For most of my life–as that teenagers and as an adult–I really struggled with exercise. I know I need exercise to be healthy. I wanted to find something I could force myself to do, but I just never found it.
Until yoga. Which I love. But the Iyengar yoga I do is slow and methodical. I’m good at it, but it’s yoga. It’s not exactly the stuff of athletes.
And then, a year ago, my son said he wanted to take Tae Kwon Do. So I found a place to take him. And then my daughter started going. And I did.
It made sense. I write action, so it’s technically research. I could get help choreographing fight scenes. Plus, it turns out, it’s just fun.
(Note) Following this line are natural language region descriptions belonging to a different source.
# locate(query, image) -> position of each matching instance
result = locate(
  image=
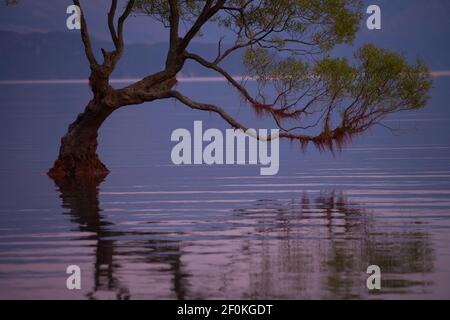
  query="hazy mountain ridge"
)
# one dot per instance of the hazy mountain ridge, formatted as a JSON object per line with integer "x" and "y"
{"x": 58, "y": 55}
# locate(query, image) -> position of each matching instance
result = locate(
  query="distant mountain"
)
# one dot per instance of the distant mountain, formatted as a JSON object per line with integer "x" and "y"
{"x": 57, "y": 55}
{"x": 60, "y": 55}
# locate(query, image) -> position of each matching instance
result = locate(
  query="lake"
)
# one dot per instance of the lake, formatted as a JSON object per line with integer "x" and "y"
{"x": 153, "y": 230}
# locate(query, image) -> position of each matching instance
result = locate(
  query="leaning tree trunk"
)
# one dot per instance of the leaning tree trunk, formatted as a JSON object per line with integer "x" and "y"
{"x": 78, "y": 151}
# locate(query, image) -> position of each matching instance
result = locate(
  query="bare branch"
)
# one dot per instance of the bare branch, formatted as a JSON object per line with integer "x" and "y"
{"x": 85, "y": 37}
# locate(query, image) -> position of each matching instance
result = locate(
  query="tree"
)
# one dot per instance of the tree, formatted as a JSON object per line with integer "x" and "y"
{"x": 286, "y": 47}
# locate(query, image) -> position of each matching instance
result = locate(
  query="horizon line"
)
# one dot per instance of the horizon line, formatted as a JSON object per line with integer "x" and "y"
{"x": 434, "y": 74}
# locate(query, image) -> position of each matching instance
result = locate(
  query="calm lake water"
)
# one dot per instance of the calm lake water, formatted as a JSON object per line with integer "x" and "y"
{"x": 153, "y": 230}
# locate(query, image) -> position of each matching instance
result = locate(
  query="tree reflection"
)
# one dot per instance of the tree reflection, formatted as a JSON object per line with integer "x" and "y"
{"x": 318, "y": 245}
{"x": 82, "y": 201}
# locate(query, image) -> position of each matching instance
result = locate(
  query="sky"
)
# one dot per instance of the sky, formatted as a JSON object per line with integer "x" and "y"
{"x": 419, "y": 27}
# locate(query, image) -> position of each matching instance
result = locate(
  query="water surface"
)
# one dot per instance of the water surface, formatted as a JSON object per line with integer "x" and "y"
{"x": 153, "y": 230}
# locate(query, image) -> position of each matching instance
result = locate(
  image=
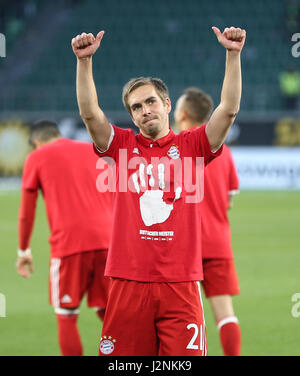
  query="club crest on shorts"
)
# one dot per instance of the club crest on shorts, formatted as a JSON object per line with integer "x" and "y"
{"x": 173, "y": 152}
{"x": 107, "y": 345}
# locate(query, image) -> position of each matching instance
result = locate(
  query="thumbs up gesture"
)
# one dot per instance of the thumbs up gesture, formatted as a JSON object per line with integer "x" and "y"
{"x": 232, "y": 38}
{"x": 85, "y": 45}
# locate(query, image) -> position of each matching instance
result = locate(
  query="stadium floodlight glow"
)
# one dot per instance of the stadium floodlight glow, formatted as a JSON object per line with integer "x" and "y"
{"x": 296, "y": 47}
{"x": 2, "y": 305}
{"x": 2, "y": 45}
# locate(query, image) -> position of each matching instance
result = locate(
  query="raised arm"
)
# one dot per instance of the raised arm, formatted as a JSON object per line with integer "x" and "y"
{"x": 84, "y": 46}
{"x": 233, "y": 39}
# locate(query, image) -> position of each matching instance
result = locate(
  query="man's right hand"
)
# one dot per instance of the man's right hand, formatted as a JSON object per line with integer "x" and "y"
{"x": 24, "y": 266}
{"x": 85, "y": 45}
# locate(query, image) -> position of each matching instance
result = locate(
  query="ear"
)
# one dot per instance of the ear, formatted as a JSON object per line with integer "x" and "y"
{"x": 168, "y": 104}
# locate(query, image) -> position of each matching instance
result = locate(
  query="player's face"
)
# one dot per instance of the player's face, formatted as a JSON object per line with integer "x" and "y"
{"x": 149, "y": 113}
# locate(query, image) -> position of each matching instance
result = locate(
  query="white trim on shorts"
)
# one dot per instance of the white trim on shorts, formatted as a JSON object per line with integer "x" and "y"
{"x": 54, "y": 281}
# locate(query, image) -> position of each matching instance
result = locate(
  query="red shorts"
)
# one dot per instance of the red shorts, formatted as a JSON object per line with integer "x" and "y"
{"x": 150, "y": 319}
{"x": 220, "y": 277}
{"x": 73, "y": 276}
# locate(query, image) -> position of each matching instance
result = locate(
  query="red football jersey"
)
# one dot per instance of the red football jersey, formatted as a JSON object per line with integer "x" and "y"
{"x": 80, "y": 218}
{"x": 156, "y": 235}
{"x": 220, "y": 179}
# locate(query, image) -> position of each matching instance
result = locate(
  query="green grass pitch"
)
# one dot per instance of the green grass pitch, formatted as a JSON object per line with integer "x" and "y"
{"x": 266, "y": 239}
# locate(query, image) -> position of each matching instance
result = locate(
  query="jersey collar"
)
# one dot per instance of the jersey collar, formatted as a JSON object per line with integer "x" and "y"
{"x": 148, "y": 142}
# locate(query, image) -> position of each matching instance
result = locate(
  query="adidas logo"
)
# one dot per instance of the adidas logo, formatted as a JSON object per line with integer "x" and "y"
{"x": 66, "y": 299}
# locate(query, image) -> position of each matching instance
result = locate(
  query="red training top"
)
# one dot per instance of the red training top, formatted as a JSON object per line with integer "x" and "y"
{"x": 220, "y": 180}
{"x": 156, "y": 236}
{"x": 80, "y": 218}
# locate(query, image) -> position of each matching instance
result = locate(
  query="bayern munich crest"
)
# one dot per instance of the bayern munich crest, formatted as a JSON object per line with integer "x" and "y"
{"x": 173, "y": 152}
{"x": 107, "y": 345}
No. Really.
Yeah. That’s me saying that. It’s exercise and it’s fun. I look forward to it. And now here’s the really weird thing: I’m good at it. There are two other women in my class who are at the same level as me. I don’t carry them, but they don’t carry me either. We are equals. One of them jogs every morning. One of them was a star basketball player in high school. And I’m their equal.
That’s amazing to me!
And here’s the thing that I never understood about what it means to be athletic: I didn’t know that even lazy, uncoordinated people could be athletes.
Oh, any number of P.E. teachers and coaches said, “Well, you just need to practice. You’ll get better at softball/kickball/tennis/basketball/volleyball/etc.”
I had absolutely no faith that I would get better. I was a naturally uncoordinated person. How could practice help that? I couldn’t imagine that any amount of practice would make me not a clumsy lunk. I never understood that practice would build muscles. That having muscles would mean I’d have better control over my limbs. That using my muscles regularly would help me develop muscle memory. That I would totally feel like an athlete!
Yeah, I’m still uncoordinated. Yeah, I still cringe at the thought of playing a team sport. Yeah, I’d still probably be the last one picked to play kickball. And, yeah, I’d probably still get the volley ball to the face. But guess what? Now, I could totally drop kick the guy who did it. (Not that I would do that. That would be rude.)
(By the way, I had all kinds of cool pictures of my getting my red belt, but now I can’t find them. I don’t think I understand how my phone works with the new update. So instead, I included pictures of Master Um, my instructor, with his far more impressive student, WIllie Nelson!)